Whatever else it may be, Obvious Child is a charming film. It is also a romantic comedy, no matter how much its glowing reviews attempt to push and prod it into a more agreeable shape. Along with that genre comes a bricklike tome of rules and conventions that the film does a great deal to subvert, but it can only do so much.
For a lot of the time, Obvious Child is astoundingly typical: a drunken montage of leaving voicemails on the ex’s phone, the sassy gay friend who can hardly keep from gagging on the arch dialogue jammed with ultrahip slang words that haven’t even been invented yet, a protagonist that spins world-shattering problems out of a situation that could easily be cleared up with a thirty-second conversation… It’s sweet, but you’ve had this dessert before. If it’s not Jenny Slate, it’s Julia Roberts, Katherine Heigl, Reese Witherspoon, Cameron Diaz, Meg Ryan, Marilyn Monroe.
But the thing is, it is Jenny Slate. And it is Gillian Robesspierre, directing and adapting a feature version of her 2009 short film. And where the film breaks from romantic comedy convention, it breaks hard and fast like an unleashed puppy. [MID-FILM SPOILERS ABOUND IN THE REMAINDER OF THIS REVIEW] Where Obvious Child could easily have been a female-centric Knocked Up riff, it bites down and takes the risk to discuss what that film was too terrified to contemplate: what if abortion really is the right decision in some cases?
Telling even a dopey, generic story with that backdrop is a bracingly fresh approach, and Obvious Child’s social impact is practically limitless. It juggles all the trials of that decision (weighing your options, deciding to tell the father, examining one’s own moral principles) in a raw, straightforward manner without dropping the cheery torches of humor and new love.

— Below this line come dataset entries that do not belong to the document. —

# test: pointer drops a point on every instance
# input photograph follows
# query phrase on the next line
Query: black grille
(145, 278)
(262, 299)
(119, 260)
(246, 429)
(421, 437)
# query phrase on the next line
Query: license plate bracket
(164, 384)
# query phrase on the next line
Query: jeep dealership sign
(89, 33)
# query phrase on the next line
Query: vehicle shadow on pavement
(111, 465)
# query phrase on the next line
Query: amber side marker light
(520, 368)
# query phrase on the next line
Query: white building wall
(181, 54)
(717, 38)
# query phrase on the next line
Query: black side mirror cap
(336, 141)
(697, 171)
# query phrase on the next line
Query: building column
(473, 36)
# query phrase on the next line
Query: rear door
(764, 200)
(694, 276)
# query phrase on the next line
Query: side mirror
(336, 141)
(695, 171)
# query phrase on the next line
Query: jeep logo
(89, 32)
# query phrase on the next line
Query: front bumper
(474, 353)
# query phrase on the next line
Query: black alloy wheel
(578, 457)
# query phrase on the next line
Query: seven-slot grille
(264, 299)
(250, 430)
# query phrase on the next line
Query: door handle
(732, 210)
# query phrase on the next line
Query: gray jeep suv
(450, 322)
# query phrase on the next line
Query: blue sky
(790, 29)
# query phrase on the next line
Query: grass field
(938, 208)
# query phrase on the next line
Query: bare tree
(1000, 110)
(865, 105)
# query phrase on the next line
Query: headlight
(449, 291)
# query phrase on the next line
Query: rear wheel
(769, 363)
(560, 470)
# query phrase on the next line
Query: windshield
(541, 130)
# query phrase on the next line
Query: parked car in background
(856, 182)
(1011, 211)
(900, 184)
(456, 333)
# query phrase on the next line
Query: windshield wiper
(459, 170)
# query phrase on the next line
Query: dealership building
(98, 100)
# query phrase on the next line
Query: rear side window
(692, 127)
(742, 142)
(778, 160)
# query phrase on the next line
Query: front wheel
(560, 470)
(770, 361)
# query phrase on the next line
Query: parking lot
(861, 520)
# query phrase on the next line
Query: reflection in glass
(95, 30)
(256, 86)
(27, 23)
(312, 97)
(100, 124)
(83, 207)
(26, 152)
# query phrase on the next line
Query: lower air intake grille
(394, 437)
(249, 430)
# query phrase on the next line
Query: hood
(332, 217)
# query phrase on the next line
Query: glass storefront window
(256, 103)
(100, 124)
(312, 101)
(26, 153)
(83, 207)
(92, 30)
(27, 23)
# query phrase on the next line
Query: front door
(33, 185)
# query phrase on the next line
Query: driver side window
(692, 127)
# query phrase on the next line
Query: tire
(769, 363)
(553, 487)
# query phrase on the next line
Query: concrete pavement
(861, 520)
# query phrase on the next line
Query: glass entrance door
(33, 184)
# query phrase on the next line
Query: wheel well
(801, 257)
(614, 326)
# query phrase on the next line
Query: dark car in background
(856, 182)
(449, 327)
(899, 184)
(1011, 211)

I just wish it were a tad funnier, you know? It’s never unfunny, but a lot of the humor is far from groundbreaking. Thinking back, there’s only one line that legitimately stuck with me and a couple of the more vulgar scenarios tickled, but the bulk of the film is deliberately low key and indie chic. It’s as if they didn’t have the budget to cover the medical expenses of keeping people in stitches.
Luckily, Jenny Slate manages to keep it all together. Her performance is unequivocal proof that, in order to be a good comedian, you must be a deft storyteller. So much of the film requires her to wring humor from moments of genuine emotion and she fearlessly bares her soul for the good of the story, always keeping herself comfortably far from flying over the top and turning into an SNL sketch.
Her character takes “flawed protagonist” to an almost surreal level (and her best friend/foil Gaby Hoffman – who gladly drops everything and does Jenny’s job while she mopes in a box – is clearly a figure from high medieval fantasy), but she manages to cobble a likeable, effervescent presence from the wreckage. And when all is said and done, the films speeds by like a hamster on crack.
It’s a lopsided flick, but as a first directorial effort it’s spectacular. There are certainly kinks to work out, but Robespierre is a woman to watch out for. She has delivered a tight, silly, emotionally honest flick that goes for the jugular of typical social norms. It might not have you rolling on the floor, but it’s important, well crafted, and – most of all – just darn pleasant.